Krol and colleagues found that 35 percent of patients “had at least one chronic disease diagnosis —such as hypertension, asthma or diabetes. Even more striking was that the older the patient, the more likely they were to have one or more chronic illnesses, and the care they sought was directly related to that chronic illness.”

“It wasn't necessarily a mistake to be prepared for trauma,” said Krol, who served as director of medical affairs and clinical evaluation for The Children's Health Fund. Still, “one has to remember that there was an epidemiology of disease prior to the storm. That doesn't get replaced by trauma.”

For the people left behind after Katrina — many of whom were poor — the obstacles to receiving health care became greater.

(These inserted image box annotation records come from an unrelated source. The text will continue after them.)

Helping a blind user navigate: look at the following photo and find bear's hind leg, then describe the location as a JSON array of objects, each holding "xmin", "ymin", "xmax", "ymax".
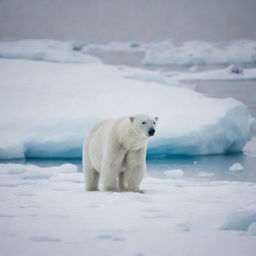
[
  {"xmin": 85, "ymin": 168, "xmax": 99, "ymax": 191},
  {"xmin": 118, "ymin": 172, "xmax": 126, "ymax": 191}
]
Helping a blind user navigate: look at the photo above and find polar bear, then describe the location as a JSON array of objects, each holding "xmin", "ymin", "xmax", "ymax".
[{"xmin": 83, "ymin": 114, "xmax": 158, "ymax": 192}]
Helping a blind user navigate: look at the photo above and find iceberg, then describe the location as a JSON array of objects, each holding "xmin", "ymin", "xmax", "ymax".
[
  {"xmin": 0, "ymin": 59, "xmax": 254, "ymax": 159},
  {"xmin": 0, "ymin": 39, "xmax": 101, "ymax": 63},
  {"xmin": 143, "ymin": 40, "xmax": 256, "ymax": 66}
]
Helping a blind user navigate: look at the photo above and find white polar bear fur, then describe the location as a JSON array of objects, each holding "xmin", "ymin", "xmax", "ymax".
[{"xmin": 83, "ymin": 115, "xmax": 158, "ymax": 191}]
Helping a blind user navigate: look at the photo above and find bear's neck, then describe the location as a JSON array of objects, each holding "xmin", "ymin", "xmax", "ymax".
[{"xmin": 118, "ymin": 120, "xmax": 147, "ymax": 150}]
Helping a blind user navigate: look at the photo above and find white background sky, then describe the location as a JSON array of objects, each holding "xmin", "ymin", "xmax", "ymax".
[{"xmin": 0, "ymin": 0, "xmax": 256, "ymax": 42}]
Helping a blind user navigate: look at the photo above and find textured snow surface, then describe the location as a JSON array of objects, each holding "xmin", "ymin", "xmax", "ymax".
[
  {"xmin": 144, "ymin": 40, "xmax": 256, "ymax": 66},
  {"xmin": 0, "ymin": 40, "xmax": 101, "ymax": 63},
  {"xmin": 0, "ymin": 164, "xmax": 256, "ymax": 256},
  {"xmin": 0, "ymin": 40, "xmax": 256, "ymax": 66},
  {"xmin": 0, "ymin": 59, "xmax": 254, "ymax": 159}
]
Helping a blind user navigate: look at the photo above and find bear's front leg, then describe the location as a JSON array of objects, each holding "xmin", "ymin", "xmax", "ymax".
[
  {"xmin": 101, "ymin": 147, "xmax": 125, "ymax": 191},
  {"xmin": 124, "ymin": 148, "xmax": 146, "ymax": 193},
  {"xmin": 101, "ymin": 164, "xmax": 120, "ymax": 191}
]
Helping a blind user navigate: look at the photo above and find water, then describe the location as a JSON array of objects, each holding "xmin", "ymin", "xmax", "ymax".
[{"xmin": 1, "ymin": 52, "xmax": 256, "ymax": 182}]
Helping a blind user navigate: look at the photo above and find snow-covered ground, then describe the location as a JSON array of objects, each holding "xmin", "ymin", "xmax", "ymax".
[
  {"xmin": 165, "ymin": 65, "xmax": 256, "ymax": 81},
  {"xmin": 0, "ymin": 58, "xmax": 254, "ymax": 159},
  {"xmin": 0, "ymin": 40, "xmax": 256, "ymax": 66},
  {"xmin": 0, "ymin": 164, "xmax": 256, "ymax": 256},
  {"xmin": 0, "ymin": 40, "xmax": 101, "ymax": 63}
]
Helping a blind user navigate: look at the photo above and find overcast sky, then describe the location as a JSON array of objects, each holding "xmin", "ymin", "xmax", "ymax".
[{"xmin": 0, "ymin": 0, "xmax": 256, "ymax": 42}]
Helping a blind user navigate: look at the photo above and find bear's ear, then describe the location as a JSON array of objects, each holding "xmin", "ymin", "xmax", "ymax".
[{"xmin": 130, "ymin": 116, "xmax": 135, "ymax": 122}]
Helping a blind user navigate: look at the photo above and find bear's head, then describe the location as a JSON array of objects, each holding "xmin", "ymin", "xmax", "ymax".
[{"xmin": 130, "ymin": 114, "xmax": 158, "ymax": 138}]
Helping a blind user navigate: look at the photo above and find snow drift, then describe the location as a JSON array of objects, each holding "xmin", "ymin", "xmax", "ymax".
[
  {"xmin": 0, "ymin": 40, "xmax": 101, "ymax": 63},
  {"xmin": 0, "ymin": 59, "xmax": 253, "ymax": 159},
  {"xmin": 0, "ymin": 39, "xmax": 256, "ymax": 66},
  {"xmin": 143, "ymin": 40, "xmax": 256, "ymax": 66}
]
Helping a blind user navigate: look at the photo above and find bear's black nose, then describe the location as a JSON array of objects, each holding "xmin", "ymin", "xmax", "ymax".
[{"xmin": 148, "ymin": 128, "xmax": 155, "ymax": 136}]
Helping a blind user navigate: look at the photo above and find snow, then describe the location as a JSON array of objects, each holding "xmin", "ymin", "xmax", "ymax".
[
  {"xmin": 164, "ymin": 169, "xmax": 184, "ymax": 178},
  {"xmin": 0, "ymin": 39, "xmax": 256, "ymax": 68},
  {"xmin": 221, "ymin": 205, "xmax": 256, "ymax": 231},
  {"xmin": 0, "ymin": 164, "xmax": 256, "ymax": 256},
  {"xmin": 229, "ymin": 163, "xmax": 244, "ymax": 172},
  {"xmin": 248, "ymin": 222, "xmax": 256, "ymax": 236},
  {"xmin": 0, "ymin": 40, "xmax": 101, "ymax": 63},
  {"xmin": 0, "ymin": 59, "xmax": 254, "ymax": 159},
  {"xmin": 143, "ymin": 40, "xmax": 256, "ymax": 66},
  {"xmin": 166, "ymin": 65, "xmax": 256, "ymax": 84}
]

“You have a lot of low-income people who don't have insurance,” said Sarah Bass, assistant professor of public health at Temple University. “Needy populations often use emergency rooms for primary care.”

After a disaster like Katrina, some hospitals and health clinics are unable to function and low-income residents “don't even have access to the primary care that they fell back on,” Bass added.

While Krol does not recall any deaths in the patients seen by the mobile units, “we would find people with blood pressure out of control,” he said. “It shows how important medications are and how important access to care is.”

The researchers say that in disaster preparation, the chronic medical needs that already exist within a community should receive more attention. They conclude, “Although mobile medical units were successful in providing stopgap measures, it is clear that systemic preparedness will better serve the population as a whole.”

Krol DM, et al. A mobile medical care approach targeting underserved populations in post-hurricane Katrina Mississippi. Journal of Health Care for the Poor and Underserved 18(2), 2007.